Tomé la moña con cuidado. Era una mariposa plateada de raso de seda, tenía unos
lazos satinados del mismo color.

Al bajar por el empinado y sinuoso camino, mis pies buscaban los rastros de pisadas frecuentes, consuetudinarias, para no tropezar; mis manos acariciaban el abdomen, el tórax de la mariposa, mis ojos se solazaban en las alas de tul escarchadas de arco iris, los ojos de la mariposa brillaban cual perlas negras, las antenas se bamboleaban al ritmo del caminar.

Ya en la carretera mis dedos acariciaban con un raro placer la suavidad del raso y las onduladas formas de aquella mariposa de unos treinta centímetros de largo y unos treinta y cinco de envergadura.
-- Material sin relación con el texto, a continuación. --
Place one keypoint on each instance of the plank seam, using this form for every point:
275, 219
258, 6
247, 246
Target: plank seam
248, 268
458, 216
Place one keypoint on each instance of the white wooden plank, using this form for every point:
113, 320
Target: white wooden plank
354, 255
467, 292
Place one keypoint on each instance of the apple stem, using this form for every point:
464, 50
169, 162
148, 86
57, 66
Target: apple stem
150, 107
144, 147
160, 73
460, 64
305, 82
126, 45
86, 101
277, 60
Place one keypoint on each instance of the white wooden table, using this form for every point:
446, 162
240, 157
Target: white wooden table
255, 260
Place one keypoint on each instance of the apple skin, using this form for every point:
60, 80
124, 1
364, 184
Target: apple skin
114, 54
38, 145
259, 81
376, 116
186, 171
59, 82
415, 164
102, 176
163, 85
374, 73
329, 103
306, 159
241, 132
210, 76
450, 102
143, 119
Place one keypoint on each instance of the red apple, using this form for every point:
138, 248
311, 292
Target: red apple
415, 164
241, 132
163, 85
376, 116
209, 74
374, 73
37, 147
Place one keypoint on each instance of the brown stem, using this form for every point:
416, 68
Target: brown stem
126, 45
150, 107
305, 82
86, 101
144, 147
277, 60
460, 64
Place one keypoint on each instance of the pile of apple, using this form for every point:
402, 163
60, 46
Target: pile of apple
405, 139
La rozaba con mi mejilla. ¡Qué suavecita era! La llevé junto a mi pecho.

A la entrada del pueblo, junto a la casa de la tía Mavila, escuché los acordes característicos de la Banda del Santiago, una marcha copiada de la Banda de Músicos de Reque.

Al encontrarnos, el Nolo Coshón hizo como si soltara los cohetes. –Shiiiiiiiiiiiiiiiii punnnnnnnnnnnnnnn, Shiiiiiiiiiiiiiiiii punnnnnnnnnnnnnnn. ¡Viva el donante! ¡Que viva don Alfonso! ¡Que vivan el Lobita, el Gordo y el Franklin!

El Meyengue había conseguido –dátiles de por medio– reunir a la patota.


–Colóquense a la retaguardia –ordenó, y Santiago, director de la Banda, que tocaba el trombón de vara hecho de carrizo, dispuso que tocara la marcha “El cóndor pasa” y así llegamos hasta mi casa en el Jr. 28 de Julio.